Council silences Frosh Week

Noise bylaw exemption not granted for Frosh Week concert

City Councillor Bill Glover says he hopes a more subdued Frosh Week will encourage a better relationship between Queen’s students and the city.
Image supplied by: Journal File Photo
City Councillor Bill Glover says he hopes a more subdued Frosh Week will encourage a better relationship between Queen’s students and the city.

If Kingston city council has its way, the class of 2012 will be without a concert this Frosh Week.

At the June 17 council meeting, a motion brought forward by the AMS requesting a one-night exemption from noise bylaws, for the annual frosh concert, was voted down.

AMS President Talia Radcliffe said she thought councillors were acting out of frustration because of past hostilities between the City of Kingston and the Queen’s community, particularly those stirred up by the Aberdeen Street party every Homecoming weekend.

“This is a very unfortunate circumstance. …Students have been unfairly blamed for a very cyclical problem. City councillors are forgetting that Queen’s students are citizens as well.”

Radcliffe said refusing to grant a noise bylaw exemption for the Frosh Week concert further aggravates the problem.

“Blaming students for something that may not even be attributable to students themselves is a very naïve perspective… that not allowing a concert will have a positive effect on student behaviour,” she said. “Frosh Week is about feeling part of a community.”

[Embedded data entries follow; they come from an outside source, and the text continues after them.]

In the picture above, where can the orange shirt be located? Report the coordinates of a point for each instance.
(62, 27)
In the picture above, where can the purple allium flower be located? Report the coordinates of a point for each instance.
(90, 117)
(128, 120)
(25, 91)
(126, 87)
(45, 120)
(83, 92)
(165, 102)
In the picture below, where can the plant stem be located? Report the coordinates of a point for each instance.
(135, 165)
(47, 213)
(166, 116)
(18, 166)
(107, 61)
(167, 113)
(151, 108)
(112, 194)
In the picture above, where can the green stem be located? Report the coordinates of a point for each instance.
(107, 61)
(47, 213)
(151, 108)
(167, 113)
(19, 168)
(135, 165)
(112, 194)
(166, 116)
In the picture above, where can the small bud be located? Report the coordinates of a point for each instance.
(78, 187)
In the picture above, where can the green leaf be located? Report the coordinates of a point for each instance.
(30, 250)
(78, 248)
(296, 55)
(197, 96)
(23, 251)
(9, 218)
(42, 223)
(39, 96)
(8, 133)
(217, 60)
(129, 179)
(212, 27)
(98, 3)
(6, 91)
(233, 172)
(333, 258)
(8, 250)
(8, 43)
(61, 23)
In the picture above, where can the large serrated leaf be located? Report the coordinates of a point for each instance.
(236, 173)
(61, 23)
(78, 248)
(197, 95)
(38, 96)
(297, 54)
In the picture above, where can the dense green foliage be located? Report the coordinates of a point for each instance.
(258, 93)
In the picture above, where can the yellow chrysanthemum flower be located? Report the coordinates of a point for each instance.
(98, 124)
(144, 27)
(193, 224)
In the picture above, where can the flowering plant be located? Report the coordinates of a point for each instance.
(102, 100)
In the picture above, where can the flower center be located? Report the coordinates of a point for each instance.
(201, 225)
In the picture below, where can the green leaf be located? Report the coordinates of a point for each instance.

Sydenham Ward councillor Bill Glover said many councillors hope a more subdued Frosh Week will encourage a more harmonious relationship between students and the city.

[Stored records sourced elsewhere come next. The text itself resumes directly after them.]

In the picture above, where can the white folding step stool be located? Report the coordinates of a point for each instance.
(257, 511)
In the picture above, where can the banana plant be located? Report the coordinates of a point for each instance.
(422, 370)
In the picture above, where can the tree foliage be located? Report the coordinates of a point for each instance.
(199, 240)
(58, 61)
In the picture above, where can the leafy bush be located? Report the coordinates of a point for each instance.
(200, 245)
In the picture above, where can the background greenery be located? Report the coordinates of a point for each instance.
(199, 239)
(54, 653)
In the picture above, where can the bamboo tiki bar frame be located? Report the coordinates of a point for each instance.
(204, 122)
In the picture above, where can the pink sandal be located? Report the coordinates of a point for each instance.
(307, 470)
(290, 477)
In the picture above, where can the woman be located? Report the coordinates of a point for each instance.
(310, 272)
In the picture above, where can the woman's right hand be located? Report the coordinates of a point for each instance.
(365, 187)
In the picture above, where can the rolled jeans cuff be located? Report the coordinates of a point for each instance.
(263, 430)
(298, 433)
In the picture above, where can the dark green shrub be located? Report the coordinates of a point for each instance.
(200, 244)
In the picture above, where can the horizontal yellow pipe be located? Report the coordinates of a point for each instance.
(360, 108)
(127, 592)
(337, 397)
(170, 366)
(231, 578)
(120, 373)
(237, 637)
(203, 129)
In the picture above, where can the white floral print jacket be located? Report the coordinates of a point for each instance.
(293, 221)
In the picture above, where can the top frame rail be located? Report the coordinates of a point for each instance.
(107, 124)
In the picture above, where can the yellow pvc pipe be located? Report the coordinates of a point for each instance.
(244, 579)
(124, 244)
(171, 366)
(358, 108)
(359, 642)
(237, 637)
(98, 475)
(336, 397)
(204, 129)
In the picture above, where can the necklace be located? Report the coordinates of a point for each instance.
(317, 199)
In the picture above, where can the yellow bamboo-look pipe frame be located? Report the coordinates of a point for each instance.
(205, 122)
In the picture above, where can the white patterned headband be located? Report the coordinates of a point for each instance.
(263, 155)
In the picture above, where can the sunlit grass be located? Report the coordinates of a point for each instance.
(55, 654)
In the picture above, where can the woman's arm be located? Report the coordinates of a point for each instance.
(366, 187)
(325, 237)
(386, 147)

“It’s more a question of what does orientation represent and what is the tone that it establishes,” he said. “Certainly I think that senior members of Queen’s administration are of the view that orientation sets the tone for the year to come.”

Glover said the concert had been a source of concern for city councillors for years.

“In the lead-up [to approving the noise exemption], at this stage we’re at now, there’s always been a handful of people who express concerns. … I don’t regard this as being the end of the world.”

Patrick Deane, a member of the Aberdeen Working Group and Queen’s vice-principal (academic), said he and other university officials understand the concerns of the community.

“I think we can all recognize that the noise associated with these events can be disruptive,” he said, adding that the organizers were mindful of that.

“There’s been an attempt on the part of the student leaders to have a more responsible and less unruly event.”

Concert organizer Elamin Abdelmahmoud said council’s refusal to allow the concert would leave the frosh with a bad first impression, adding that many of the incoming students have already received their Orientation handbooks, promising a concert.

“There was a lot of misunderstanding that the frosh concert is somehow related to the Aberdeen antics,” he said. “There’s a lot of anti-Aberdeen sentiment.”

Abdelmahmoud said he’s continuing to look into artists for the concert, although no bands have been booked yet.

He said the AMS plans to resubmit its application for a noise exemption at the July 15 council meeting.

Abdelmahmound sees the matter as a frosh tradition in jeopardy.

“These are 4500 new residents of Kingston. For 15 years they’ve been welcomed by a concert.”